Real-time Meetup.com data crunching using Azure Stream Analytics

Azure Stream Analytics provides a really straightforward way to process a lot of data continuously using what is basically a limited SQL syntax with some extra stuff added for handling the time aspects of processing data continuously.

It's intended for processing millions of messages per second to derive insights from your data in near real-time. The idea is to provide you with tools to process the vast amounts of data that is becoming increasingly common due to the Internet of Things, connected devices etc.

In this post I will illustrate how you can set up an analysis pipeline and start crunching some data using Stream Analytics.

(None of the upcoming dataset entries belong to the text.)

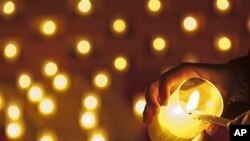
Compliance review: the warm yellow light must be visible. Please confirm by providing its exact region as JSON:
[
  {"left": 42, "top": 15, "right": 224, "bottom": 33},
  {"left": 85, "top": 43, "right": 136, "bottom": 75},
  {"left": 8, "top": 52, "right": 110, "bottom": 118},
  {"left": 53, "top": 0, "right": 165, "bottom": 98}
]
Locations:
[
  {"left": 112, "top": 18, "right": 127, "bottom": 34},
  {"left": 6, "top": 122, "right": 24, "bottom": 139},
  {"left": 2, "top": 0, "right": 16, "bottom": 15},
  {"left": 134, "top": 96, "right": 146, "bottom": 117},
  {"left": 43, "top": 61, "right": 58, "bottom": 77},
  {"left": 182, "top": 52, "right": 199, "bottom": 63},
  {"left": 27, "top": 84, "right": 44, "bottom": 103},
  {"left": 53, "top": 73, "right": 70, "bottom": 91},
  {"left": 93, "top": 72, "right": 110, "bottom": 88},
  {"left": 113, "top": 56, "right": 128, "bottom": 71},
  {"left": 37, "top": 129, "right": 58, "bottom": 141},
  {"left": 80, "top": 112, "right": 97, "bottom": 129},
  {"left": 17, "top": 73, "right": 32, "bottom": 89},
  {"left": 0, "top": 92, "right": 5, "bottom": 112},
  {"left": 214, "top": 0, "right": 231, "bottom": 13},
  {"left": 77, "top": 0, "right": 93, "bottom": 15},
  {"left": 147, "top": 0, "right": 162, "bottom": 13},
  {"left": 7, "top": 103, "right": 22, "bottom": 120},
  {"left": 186, "top": 90, "right": 200, "bottom": 112},
  {"left": 38, "top": 96, "right": 56, "bottom": 116},
  {"left": 88, "top": 131, "right": 107, "bottom": 141},
  {"left": 4, "top": 42, "right": 19, "bottom": 60},
  {"left": 215, "top": 36, "right": 232, "bottom": 52},
  {"left": 82, "top": 94, "right": 100, "bottom": 110},
  {"left": 182, "top": 16, "right": 199, "bottom": 32},
  {"left": 76, "top": 39, "right": 92, "bottom": 56},
  {"left": 40, "top": 20, "right": 57, "bottom": 36}
]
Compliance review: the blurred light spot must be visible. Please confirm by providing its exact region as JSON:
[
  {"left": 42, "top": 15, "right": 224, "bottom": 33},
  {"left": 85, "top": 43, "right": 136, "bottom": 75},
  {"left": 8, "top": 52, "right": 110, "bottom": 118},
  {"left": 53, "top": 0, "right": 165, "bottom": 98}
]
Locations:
[
  {"left": 2, "top": 0, "right": 16, "bottom": 15},
  {"left": 182, "top": 16, "right": 199, "bottom": 33},
  {"left": 151, "top": 36, "right": 168, "bottom": 55},
  {"left": 82, "top": 94, "right": 100, "bottom": 110},
  {"left": 77, "top": 0, "right": 93, "bottom": 15},
  {"left": 113, "top": 56, "right": 128, "bottom": 71},
  {"left": 147, "top": 0, "right": 162, "bottom": 13},
  {"left": 27, "top": 84, "right": 44, "bottom": 103},
  {"left": 215, "top": 36, "right": 232, "bottom": 52},
  {"left": 37, "top": 129, "right": 58, "bottom": 141},
  {"left": 7, "top": 103, "right": 22, "bottom": 120},
  {"left": 182, "top": 52, "right": 199, "bottom": 63},
  {"left": 53, "top": 73, "right": 70, "bottom": 91},
  {"left": 43, "top": 60, "right": 58, "bottom": 77},
  {"left": 214, "top": 0, "right": 231, "bottom": 13},
  {"left": 38, "top": 96, "right": 56, "bottom": 116},
  {"left": 93, "top": 72, "right": 110, "bottom": 88},
  {"left": 40, "top": 19, "right": 57, "bottom": 36},
  {"left": 112, "top": 18, "right": 127, "bottom": 35},
  {"left": 4, "top": 42, "right": 19, "bottom": 60},
  {"left": 6, "top": 122, "right": 24, "bottom": 139},
  {"left": 17, "top": 73, "right": 32, "bottom": 89},
  {"left": 80, "top": 112, "right": 97, "bottom": 129},
  {"left": 88, "top": 131, "right": 107, "bottom": 141},
  {"left": 133, "top": 96, "right": 146, "bottom": 117},
  {"left": 76, "top": 39, "right": 92, "bottom": 56}
]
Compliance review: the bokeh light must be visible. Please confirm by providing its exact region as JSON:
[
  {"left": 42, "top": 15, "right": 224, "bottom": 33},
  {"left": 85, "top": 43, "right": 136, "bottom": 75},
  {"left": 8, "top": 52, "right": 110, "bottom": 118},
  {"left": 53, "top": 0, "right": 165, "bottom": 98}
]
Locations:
[
  {"left": 37, "top": 129, "right": 58, "bottom": 141},
  {"left": 1, "top": 0, "right": 16, "bottom": 16},
  {"left": 43, "top": 60, "right": 58, "bottom": 77},
  {"left": 38, "top": 96, "right": 56, "bottom": 116},
  {"left": 88, "top": 130, "right": 107, "bottom": 141},
  {"left": 75, "top": 39, "right": 92, "bottom": 56},
  {"left": 53, "top": 73, "right": 70, "bottom": 91},
  {"left": 76, "top": 0, "right": 93, "bottom": 15},
  {"left": 17, "top": 72, "right": 32, "bottom": 89},
  {"left": 3, "top": 42, "right": 20, "bottom": 61},
  {"left": 215, "top": 35, "right": 232, "bottom": 52},
  {"left": 27, "top": 84, "right": 45, "bottom": 103},
  {"left": 112, "top": 18, "right": 128, "bottom": 36},
  {"left": 113, "top": 55, "right": 129, "bottom": 72},
  {"left": 6, "top": 102, "right": 22, "bottom": 120},
  {"left": 146, "top": 0, "right": 162, "bottom": 14},
  {"left": 151, "top": 36, "right": 168, "bottom": 55},
  {"left": 182, "top": 16, "right": 199, "bottom": 33},
  {"left": 5, "top": 121, "right": 25, "bottom": 140},
  {"left": 39, "top": 19, "right": 57, "bottom": 36},
  {"left": 93, "top": 71, "right": 111, "bottom": 89},
  {"left": 82, "top": 92, "right": 100, "bottom": 110},
  {"left": 214, "top": 0, "right": 232, "bottom": 14},
  {"left": 80, "top": 112, "right": 97, "bottom": 129}
]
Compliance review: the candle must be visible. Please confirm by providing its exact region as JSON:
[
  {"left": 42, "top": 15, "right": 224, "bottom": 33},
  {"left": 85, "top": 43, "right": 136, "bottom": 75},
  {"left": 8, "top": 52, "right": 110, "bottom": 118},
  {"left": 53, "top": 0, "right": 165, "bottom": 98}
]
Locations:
[
  {"left": 148, "top": 78, "right": 223, "bottom": 141},
  {"left": 189, "top": 111, "right": 231, "bottom": 127}
]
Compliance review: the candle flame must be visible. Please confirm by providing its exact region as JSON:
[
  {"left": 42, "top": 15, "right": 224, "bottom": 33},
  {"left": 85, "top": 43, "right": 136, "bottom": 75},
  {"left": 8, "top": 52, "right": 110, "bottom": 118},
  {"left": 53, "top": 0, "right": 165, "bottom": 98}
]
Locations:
[{"left": 186, "top": 90, "right": 200, "bottom": 113}]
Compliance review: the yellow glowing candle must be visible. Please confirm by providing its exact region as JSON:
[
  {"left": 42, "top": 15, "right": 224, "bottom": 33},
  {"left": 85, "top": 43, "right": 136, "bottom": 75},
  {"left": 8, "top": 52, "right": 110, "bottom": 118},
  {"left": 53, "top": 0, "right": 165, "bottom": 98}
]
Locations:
[{"left": 149, "top": 78, "right": 223, "bottom": 141}]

What we will do is go grab some live RSVP data from Meetup.com, crunch it using Stream Analytics, and feed it to a dashboard to create a near real time leaderboard of the most RSVPed groups at the moment.

Meetup meets Stream Analytics

If you want to skip the details and just see the result, go ahead and take a look at the dashboard now. This is a proof of concept, so there is no guarantee that the dashboard will be working at all times :)

A quick introduction

Let's start by taking a look at the basics first. Processing using Stream Analytics can be described as a three step process.

  • Data input
  • The query that does the actual data crunching
  • Data output

Stream Analytics Azure Dashboard

Data input

Stream Analytics jobs receive data from EventHubs (you can also use Blob storage for static reference data, but that is not relevant for this post). Data posted to the EventHubs you have specified as inputs for the job will be picked up and processed.

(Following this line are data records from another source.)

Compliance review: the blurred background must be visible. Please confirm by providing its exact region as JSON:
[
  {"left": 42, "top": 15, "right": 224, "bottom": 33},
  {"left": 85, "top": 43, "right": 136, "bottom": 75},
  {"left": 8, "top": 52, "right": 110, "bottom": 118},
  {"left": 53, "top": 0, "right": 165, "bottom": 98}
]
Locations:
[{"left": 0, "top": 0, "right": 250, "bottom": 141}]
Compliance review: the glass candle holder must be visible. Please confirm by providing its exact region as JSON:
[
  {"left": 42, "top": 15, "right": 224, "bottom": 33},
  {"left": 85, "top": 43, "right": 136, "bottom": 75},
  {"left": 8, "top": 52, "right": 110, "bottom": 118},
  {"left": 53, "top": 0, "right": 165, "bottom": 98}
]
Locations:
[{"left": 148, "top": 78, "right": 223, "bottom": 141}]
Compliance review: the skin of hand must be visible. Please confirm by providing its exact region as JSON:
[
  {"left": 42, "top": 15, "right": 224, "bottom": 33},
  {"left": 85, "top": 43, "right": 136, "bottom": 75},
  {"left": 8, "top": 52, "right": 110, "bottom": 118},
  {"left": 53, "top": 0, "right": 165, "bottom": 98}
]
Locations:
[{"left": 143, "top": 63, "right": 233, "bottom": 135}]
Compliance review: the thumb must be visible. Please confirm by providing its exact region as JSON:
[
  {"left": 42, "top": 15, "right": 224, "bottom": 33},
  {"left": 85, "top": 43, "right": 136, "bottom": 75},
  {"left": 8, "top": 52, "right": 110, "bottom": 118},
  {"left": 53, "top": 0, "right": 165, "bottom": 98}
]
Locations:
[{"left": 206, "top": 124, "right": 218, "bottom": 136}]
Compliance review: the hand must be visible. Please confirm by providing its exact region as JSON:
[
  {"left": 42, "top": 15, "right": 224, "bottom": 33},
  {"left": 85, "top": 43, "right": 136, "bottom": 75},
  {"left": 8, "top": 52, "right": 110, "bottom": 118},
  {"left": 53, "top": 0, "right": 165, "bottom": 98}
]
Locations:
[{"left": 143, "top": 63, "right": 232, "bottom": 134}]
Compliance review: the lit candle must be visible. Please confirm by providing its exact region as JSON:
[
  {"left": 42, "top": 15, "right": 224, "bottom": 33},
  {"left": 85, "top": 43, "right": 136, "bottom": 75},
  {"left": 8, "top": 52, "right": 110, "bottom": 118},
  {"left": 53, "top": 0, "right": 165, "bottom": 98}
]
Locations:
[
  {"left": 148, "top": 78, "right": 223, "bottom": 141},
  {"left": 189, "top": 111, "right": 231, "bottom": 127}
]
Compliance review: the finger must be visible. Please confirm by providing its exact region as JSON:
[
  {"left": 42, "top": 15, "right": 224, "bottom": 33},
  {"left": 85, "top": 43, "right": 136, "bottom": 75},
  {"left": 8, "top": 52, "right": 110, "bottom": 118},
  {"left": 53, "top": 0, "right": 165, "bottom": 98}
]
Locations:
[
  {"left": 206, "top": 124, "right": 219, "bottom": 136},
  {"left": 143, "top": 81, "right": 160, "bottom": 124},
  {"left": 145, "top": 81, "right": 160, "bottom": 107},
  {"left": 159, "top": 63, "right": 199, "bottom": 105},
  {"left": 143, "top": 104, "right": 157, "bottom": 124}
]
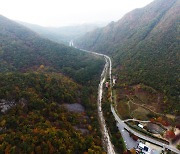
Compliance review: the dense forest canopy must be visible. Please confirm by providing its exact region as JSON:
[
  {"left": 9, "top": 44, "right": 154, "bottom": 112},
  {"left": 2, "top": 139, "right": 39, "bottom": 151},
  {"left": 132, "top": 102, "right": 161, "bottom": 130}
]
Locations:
[
  {"left": 0, "top": 16, "right": 104, "bottom": 154},
  {"left": 76, "top": 0, "right": 180, "bottom": 113}
]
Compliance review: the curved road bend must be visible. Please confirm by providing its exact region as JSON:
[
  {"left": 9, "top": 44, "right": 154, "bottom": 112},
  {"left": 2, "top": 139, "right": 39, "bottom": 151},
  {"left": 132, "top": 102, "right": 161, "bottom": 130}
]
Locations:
[
  {"left": 72, "top": 43, "right": 180, "bottom": 154},
  {"left": 76, "top": 49, "right": 115, "bottom": 154}
]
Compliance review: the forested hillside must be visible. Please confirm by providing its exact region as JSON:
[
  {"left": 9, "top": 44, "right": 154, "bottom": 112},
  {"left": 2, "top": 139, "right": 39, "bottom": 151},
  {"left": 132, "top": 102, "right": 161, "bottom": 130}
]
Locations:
[
  {"left": 76, "top": 0, "right": 180, "bottom": 114},
  {"left": 19, "top": 22, "right": 105, "bottom": 45},
  {"left": 0, "top": 16, "right": 104, "bottom": 154}
]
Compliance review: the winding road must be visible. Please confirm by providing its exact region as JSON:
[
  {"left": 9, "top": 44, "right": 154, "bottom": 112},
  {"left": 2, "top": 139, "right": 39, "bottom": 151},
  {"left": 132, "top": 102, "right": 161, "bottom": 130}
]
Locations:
[{"left": 71, "top": 42, "right": 180, "bottom": 154}]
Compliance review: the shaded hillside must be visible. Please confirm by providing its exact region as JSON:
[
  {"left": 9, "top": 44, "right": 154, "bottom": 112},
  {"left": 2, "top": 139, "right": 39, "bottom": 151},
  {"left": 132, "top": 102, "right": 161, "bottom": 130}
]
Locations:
[
  {"left": 19, "top": 22, "right": 105, "bottom": 45},
  {"left": 76, "top": 0, "right": 180, "bottom": 112},
  {"left": 0, "top": 16, "right": 104, "bottom": 83},
  {"left": 0, "top": 16, "right": 104, "bottom": 154}
]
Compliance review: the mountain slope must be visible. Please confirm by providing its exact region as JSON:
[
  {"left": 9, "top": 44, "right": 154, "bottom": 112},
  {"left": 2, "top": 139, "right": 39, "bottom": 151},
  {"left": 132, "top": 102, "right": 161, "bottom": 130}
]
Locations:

You have a choice of different data formats. In this case I have chosen JSON.

Query

You write a query for your job directly in the Azure management portal. The query is a subset of SQL and rather than referencing tables, you reference the inputs you have provided.

Data output

You specify outputs that your query will write to whenever it produces new data. You have several options.

  • Database
  • Blob storage
  • EventHub

Databases are great for providing the results as working data for your applications, while blobs are more suitable for archiving. EventHubs, which we will use in this case, is a good choice if you want to continue working on your data after processing.

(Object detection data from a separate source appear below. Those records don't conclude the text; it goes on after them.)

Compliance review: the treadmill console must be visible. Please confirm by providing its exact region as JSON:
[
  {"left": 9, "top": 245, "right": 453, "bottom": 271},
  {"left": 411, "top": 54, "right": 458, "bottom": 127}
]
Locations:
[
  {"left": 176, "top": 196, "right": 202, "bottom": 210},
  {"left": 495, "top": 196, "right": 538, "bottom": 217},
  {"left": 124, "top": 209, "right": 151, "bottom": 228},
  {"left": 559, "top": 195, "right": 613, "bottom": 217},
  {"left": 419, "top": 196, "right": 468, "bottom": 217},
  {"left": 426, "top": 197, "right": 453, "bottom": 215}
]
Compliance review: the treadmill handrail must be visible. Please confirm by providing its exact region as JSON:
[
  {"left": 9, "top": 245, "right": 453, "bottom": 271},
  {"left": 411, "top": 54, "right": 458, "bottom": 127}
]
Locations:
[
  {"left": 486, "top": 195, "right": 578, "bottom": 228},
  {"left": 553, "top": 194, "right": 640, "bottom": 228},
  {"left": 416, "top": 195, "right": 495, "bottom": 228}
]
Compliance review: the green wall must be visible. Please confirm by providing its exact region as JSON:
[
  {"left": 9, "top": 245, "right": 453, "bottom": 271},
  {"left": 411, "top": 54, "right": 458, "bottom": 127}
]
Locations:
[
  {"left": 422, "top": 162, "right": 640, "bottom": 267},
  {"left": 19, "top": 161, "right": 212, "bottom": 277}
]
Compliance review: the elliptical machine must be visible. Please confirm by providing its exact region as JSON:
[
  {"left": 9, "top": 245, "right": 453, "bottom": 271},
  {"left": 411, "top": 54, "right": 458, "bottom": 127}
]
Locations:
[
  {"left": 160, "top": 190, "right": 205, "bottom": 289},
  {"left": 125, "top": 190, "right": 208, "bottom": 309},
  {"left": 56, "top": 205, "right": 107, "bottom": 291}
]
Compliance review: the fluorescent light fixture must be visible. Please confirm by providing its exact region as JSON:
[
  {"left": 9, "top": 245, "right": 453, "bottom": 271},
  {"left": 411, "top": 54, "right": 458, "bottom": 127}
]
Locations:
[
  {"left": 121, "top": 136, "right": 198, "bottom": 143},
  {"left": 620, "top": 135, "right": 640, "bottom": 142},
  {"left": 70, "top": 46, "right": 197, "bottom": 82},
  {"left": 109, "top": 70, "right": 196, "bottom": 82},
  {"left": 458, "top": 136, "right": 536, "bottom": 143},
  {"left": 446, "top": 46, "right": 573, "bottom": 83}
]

By outputting to an EventHub, the data could become input for another Stream Analytics job, and allow you to build a more sophisticated analytics pipeline.

More background info

If you want to read up on Stream Analytics I suggest you take a look at these resources.

You should also visit Preview features to sign up for the preview to get access. You should get access immediately.

Let's get this thing running

I chose Meetup.com as the subject because they are kind enough to provide us with a real live stream of events running through their system. The data we have access to is RSVPs delivered by websocket, it's not exactly "millions of events" per second, but it's plenty to play around with Stream Analytics.

Take a look at the Meetup RSVP ticker to get an idea of the data we are working with.

What we want to achieve is this.

Analytics Pipeline

  1. Meetup provides all RSVPs as websocket events
  2. We listen for those events in a console app and push them on an EventHub
  3. A Stream Analytics job counts the number of RSVPs per unique Meetup-group in the last 5 minutes using the RSVP events on the EventHub. It does so every 10 seconds and pushes the result to another EventHub.
  4. A console app listens for for events on this EventHub, grabs top 10 from every event and pushes it to a dashboard at TheDash

If you want to try for yourself

You should go get the code at the GitHub repository. You will have to set up a few things in Azure before you get started.

  • A storage account
  • An EventHub for pushing RSVP messages to
  • An EventHub for pushing Stream Analytics results to

Get Started with Event Hubs has all the info you need to get your EventHubs running.

The RSVP ingest

Our RSVP ingest is very simple, it's just a console app that grabs messages from a websocket connection, does a bit of parsing and transformation, and publishes them to an EventHub.

namespace Streamup.Ingest
{
    class Program
    {
        private static WebSocket _websocket;
        private static EventHubClient _eventHub;

        static void _websocket_MessageReceived(object sender, MessageReceivedEventArgs e)
        {
            var rsvp = JsonConvert.DeserializeObject<Rsvp>(e.Message);

            var flat = new FlatRsvp()
            {
                IsGoing = rsvp.IsGoing,
                RepliedAt = rsvp.RepliedAt,
                RepliedMinutesBeforeEvent = (int) rsvp.Event.BeginsAt.Subtract(rsvp.RepliedAt).TotalMinutes,
                GroupId = rsvp.Group.Id,
                GroupName = rsvp.Group.Name,
                GroupCountry = rsvp.Group.Country,
                EventId = rsvp.Event.Id,
                EventName = rsvp.Event.Name
            };

            var serialized = JsonConvert.SerializeObject(flat);

            _eventHub.Send(new EventData(Encoding.UTF8.GetBytes(serialized)));
        }

        static void Main(string[] args)
        {
            // Init event hub to write events to
            var connectionString = ConfigurationManager.AppSettings["Streamup.EventHub.ConnectionString"];
            var eventHubName = ConfigurationManager.AppSettings["Streamup.EventHub.Name"];
            _eventHub = EventHubClient.CreateFromConnectionString(connectionString, eventHubName);

            // Init websocket for fetching Meetup data
            _websocket = new WebSocket("ws://stream.meetup.com/2/rsvps");
            _websocket.MessageReceived += _websocket_MessageReceived;
            _websocket.Open();

            Console.ReadLine();
        }
    }
}

I use Websocket4Net to grab events from Meetup.com and parse them using Json.NET before publishing them to the EventHub. Notice that I simplify the data structure a bit (FlatRsvp) to make the Stream Analytics job in the next step a little simpler.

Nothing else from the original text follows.